Chapter Twenty-Four
APRIL 19, 1943
WITH THE FIRST glimmer of dawn, we are as ready as we will ever be. None of the fighters went back to sleep. Who could sleep? Instead, we drank more, laughed harder, shared stories from our pasts—our ghetto past. The past prior to our captivity has long been erased. Zelda, of course, makes the final toast with a rousing “redemption through resistance” speech.
“L’chaim. Here’s to life, our lives,” she says. But this time, her toast is not with a glass of whiskey. Instead, she raises one of Tosia’s dynamite specials high above her head. “Go big, my friends. Go hard,” she urges. “We are going to sabotage those bastards as soon as they enter the central gates. We have already laid mines all around the entrance. We will wait until a large platoon is inside, and then we’ll set off the explosives. After that, they will surely send in tanks. The goal is to hit those goddamn tanks immediately. Lob those grenades. Blow them up, don’t hesitate. Our secret weapon is the element of surprise. We have only one shot at this. Don’t stop, don’t pause, don’t breathe, don’t retreat. No matter what.”
We all know what that means. Don’t stop fighting until you’re dead.
Jakub has been assigned to report everything as it unfolds. He will need to move through the ghetto like a mouse and record the details as though he were a war correspondent, which he is. Zelda said it is crucial to get the news of our revolt out to the rest of the Jews in Europe. To tell a different story, that there is another way. No more walking into the ovens like sheep to the slaughter, rather encouraging fighting back like hungry wolves to the end. “Our story is not simply a story, Jakub. It defines our survival as Jews,” Zelda tells him. “This is the history we must tell. Now do it.”
Jakub is our designated Josephus—Flavius Josephus, a first-century Jewish-Roman historian and military leader, the recorder of heroic Jewish tales. Bald and emaciated, my husband has never been so fired up, so light on his feet. The color has returned to his face. He meets my smile with a smile. I am proud of him, and for the first time in our marriage, he feels it.
It’s only been twelve hours. We haven’t fought, haven’t touched, but we are sharing a renewed appreciation for each other—for surviving. His way and mine. I now respect the pen in his hand, and he knows the guns in our hands are my doing. On the other hand—the invisible one—I am witnessing a new disturbing development evolving before my eyes.
Her name is Tosia.
As Zelda discusses details of our battle plan, I notice Aleksander and Tosia exchanging furtive glances. My heart clinches. The way he is looking at her, and how she twirls her fingers through her reddish curls, the alluring sparkle in her gray-green cat eyes looking right back at him. Did you two get close when you made bombs together? I yearn to bang my fists on the wooden table and demand an explanation. What about me, Aleks? I’m alive. I came back for you. Just look at her. All those freckles, you can barely see her pale skin beneath the scarlet clusters. Look at me, damn it. Yes, Tosia is smart, skilled, creative. But I’m smarter, more skilled, more creative. Look at the guns in your hands. I did that, not Tosia. Me.
Zelda’s right brow is arched like a bow pulled too far, and her scolding eyes are shooting arrows in my direction. She’s warning me to stop the nonsense. I angle my shoulders and cast my gaze downward. I’m being a child. I’m married. Jakub is alive, right here next to me. Aleksander is not mine, never was. My cheeks burn. I excuse myself to the bathroom and dash into the small makeshift commode that barely fits a human.
Examining my reflection in the tiny mirror over the washbasin, I acknowledge what I see isn’t pretty. The green-eyed monster has consumed my face. Aleksander’s attention is firmly, pointedly, on the bomb maker and not me. He needs to prove that he doesn’t desire me. That I’m Jezebel and he is innocent—still the good brother.
I splash water on my face.
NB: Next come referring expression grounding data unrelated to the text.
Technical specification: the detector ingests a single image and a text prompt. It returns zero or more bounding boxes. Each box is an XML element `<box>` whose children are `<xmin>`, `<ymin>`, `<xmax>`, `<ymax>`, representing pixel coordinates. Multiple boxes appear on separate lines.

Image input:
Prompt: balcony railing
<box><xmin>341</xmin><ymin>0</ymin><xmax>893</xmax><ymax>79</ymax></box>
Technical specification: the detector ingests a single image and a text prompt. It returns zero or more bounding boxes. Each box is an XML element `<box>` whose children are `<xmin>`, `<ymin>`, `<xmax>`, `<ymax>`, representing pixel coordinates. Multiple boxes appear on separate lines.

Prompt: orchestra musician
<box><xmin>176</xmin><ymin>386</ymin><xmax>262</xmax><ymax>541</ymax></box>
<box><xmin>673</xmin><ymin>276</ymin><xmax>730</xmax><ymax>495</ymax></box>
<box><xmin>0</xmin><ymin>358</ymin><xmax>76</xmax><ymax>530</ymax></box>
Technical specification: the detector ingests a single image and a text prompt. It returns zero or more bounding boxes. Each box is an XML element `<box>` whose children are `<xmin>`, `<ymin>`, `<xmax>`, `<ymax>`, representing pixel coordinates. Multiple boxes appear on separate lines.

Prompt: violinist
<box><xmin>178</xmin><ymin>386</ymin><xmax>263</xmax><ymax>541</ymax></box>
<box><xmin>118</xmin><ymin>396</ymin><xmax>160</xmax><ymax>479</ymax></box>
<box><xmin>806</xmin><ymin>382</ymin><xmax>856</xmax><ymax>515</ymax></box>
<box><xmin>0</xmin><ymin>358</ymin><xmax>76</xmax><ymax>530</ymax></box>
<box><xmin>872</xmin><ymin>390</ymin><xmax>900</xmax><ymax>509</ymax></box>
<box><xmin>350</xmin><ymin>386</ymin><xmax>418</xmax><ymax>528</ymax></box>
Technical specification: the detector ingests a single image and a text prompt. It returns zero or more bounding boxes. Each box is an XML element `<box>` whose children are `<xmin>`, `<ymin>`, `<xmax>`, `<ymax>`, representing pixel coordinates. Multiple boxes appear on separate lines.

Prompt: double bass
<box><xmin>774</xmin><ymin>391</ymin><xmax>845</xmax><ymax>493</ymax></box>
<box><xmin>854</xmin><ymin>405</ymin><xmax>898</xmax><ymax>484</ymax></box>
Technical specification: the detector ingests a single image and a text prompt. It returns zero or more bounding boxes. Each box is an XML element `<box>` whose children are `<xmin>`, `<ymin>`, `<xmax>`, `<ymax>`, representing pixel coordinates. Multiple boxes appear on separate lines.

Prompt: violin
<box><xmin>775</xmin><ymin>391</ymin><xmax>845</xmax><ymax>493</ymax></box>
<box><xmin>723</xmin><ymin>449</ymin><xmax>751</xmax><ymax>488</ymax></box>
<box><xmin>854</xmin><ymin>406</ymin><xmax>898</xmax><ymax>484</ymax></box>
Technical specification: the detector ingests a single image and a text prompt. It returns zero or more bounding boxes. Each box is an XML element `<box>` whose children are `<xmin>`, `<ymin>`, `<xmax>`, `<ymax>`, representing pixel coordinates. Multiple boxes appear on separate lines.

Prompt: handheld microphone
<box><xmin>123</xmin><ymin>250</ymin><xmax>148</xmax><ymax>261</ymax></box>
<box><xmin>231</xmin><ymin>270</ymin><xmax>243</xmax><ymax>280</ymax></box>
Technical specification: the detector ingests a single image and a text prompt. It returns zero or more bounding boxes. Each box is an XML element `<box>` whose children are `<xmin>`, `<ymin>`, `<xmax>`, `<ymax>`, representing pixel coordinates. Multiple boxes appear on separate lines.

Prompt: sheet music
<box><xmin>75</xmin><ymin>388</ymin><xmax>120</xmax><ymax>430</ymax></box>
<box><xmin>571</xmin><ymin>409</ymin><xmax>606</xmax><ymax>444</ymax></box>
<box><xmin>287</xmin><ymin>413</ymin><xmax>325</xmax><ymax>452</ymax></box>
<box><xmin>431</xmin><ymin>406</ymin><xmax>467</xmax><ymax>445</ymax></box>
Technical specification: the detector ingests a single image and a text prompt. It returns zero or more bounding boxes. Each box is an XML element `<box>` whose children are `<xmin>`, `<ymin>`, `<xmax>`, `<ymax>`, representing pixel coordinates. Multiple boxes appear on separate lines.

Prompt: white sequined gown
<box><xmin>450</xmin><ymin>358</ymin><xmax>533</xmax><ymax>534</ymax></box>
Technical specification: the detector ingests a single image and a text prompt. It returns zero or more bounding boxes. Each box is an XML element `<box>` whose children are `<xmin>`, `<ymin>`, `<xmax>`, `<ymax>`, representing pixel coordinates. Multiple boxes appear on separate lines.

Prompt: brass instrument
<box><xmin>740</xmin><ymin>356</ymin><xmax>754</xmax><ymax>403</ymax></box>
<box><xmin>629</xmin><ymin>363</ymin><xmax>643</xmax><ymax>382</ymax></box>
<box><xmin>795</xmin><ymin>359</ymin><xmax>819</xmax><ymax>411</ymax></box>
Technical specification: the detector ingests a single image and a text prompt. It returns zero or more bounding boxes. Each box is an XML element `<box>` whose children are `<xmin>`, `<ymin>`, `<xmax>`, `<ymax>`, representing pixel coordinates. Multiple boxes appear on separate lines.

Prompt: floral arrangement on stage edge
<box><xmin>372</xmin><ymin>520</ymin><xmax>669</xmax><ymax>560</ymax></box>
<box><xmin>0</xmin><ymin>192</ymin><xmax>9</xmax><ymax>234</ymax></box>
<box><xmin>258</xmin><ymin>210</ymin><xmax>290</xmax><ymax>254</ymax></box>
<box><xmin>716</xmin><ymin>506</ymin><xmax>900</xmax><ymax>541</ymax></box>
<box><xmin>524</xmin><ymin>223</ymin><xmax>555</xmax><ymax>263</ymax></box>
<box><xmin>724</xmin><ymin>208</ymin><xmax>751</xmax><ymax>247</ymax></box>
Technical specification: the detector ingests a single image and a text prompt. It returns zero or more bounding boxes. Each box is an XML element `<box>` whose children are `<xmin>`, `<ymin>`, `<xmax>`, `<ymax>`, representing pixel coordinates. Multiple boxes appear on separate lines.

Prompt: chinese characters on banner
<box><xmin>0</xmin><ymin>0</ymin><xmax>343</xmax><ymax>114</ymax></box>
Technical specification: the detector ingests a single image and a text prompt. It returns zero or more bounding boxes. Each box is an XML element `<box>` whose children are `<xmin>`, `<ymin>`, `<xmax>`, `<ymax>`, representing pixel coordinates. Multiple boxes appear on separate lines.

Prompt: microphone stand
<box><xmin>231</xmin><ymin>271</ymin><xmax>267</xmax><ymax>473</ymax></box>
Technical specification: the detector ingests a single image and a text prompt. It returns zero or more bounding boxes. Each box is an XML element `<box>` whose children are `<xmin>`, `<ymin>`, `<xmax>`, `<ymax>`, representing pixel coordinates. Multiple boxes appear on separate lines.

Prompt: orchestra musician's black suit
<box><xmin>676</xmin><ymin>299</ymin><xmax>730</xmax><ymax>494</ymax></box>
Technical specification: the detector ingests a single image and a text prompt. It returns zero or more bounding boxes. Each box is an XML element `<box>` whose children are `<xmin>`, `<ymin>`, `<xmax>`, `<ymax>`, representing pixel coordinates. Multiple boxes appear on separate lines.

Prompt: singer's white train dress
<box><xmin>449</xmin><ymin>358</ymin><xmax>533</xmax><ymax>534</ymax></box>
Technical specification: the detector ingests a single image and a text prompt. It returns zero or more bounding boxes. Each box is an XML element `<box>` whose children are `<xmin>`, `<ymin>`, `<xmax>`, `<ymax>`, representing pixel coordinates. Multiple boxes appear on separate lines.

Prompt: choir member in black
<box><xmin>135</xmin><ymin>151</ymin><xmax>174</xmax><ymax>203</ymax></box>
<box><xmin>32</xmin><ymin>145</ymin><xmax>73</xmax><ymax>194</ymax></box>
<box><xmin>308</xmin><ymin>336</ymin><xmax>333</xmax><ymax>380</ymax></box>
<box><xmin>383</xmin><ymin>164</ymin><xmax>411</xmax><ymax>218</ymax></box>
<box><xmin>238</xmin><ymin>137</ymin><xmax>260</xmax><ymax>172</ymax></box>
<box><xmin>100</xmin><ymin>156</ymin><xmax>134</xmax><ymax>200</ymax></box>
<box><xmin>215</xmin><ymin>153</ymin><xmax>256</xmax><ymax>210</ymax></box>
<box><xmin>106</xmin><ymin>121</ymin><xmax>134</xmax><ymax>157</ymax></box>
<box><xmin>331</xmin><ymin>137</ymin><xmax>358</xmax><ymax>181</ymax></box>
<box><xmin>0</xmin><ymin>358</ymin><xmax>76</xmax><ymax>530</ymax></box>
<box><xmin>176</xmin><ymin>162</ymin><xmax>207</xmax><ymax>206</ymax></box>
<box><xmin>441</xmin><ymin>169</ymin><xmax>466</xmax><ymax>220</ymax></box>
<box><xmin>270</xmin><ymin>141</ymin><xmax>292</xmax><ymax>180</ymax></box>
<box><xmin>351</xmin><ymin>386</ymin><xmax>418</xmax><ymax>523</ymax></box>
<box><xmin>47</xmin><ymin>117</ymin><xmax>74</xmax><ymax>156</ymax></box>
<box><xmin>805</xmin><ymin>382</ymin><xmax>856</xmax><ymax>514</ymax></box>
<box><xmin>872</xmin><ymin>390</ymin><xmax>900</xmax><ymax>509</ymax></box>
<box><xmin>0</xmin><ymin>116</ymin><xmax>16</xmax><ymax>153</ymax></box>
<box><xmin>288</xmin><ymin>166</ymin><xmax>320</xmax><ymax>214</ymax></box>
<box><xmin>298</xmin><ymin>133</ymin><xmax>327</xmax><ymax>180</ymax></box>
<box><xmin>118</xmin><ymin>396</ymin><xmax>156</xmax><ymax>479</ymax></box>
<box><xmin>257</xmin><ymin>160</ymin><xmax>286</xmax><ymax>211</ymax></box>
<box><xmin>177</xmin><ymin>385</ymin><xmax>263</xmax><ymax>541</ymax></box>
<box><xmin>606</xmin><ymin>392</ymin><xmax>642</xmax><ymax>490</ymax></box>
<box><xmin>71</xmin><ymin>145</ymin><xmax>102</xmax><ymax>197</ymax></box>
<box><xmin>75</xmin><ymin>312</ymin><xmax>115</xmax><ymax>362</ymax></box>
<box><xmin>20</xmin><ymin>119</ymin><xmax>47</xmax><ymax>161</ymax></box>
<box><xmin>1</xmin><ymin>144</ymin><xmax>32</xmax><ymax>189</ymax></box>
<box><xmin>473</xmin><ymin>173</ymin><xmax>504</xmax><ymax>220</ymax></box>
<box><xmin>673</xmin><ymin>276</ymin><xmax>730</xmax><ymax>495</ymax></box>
He is right.
I return to the table as Zelda discusses our advantages over our enemy: the will to fight to the death, that we choose how we die, and that we know all the ghetto’s hiding spaces—from fake floorboards to attic passageways, to underground tunnels to bunker hideouts to rooftops. We have geographical advantage, she says. It’s our turf. Blah, blah, blah. I hear but don’t hear. Aleksander is half smiling at Tosia in the same way he looked at me that night. I could scream.
Zelda stands for the finale, her closing arguments in our makeshift war room. “This is our moment to avenge our loved ones.” She smiles broadly, and it is truly her loveliest feature, softening the severity of her resting pinched expression. “Today is payback.”
I glance at the youngest members in the room, at their gritty faces, their fledgling fists curled at their sides, ready for action. Zelda turns to the more than one hundred resistance members of all ages packed inside the bunker. “We have enough guns for each of us. Do. Not. Waste. A. Single. Bullet,” she commands, acknowledging each face slowly with her piercing, slow-moving panoramic stare, a general sending her ill-equipped unit onto the front lines knowing that every soldier matters. “Make every shot count. If you are hit, shoot one more time. The last word must be yours.”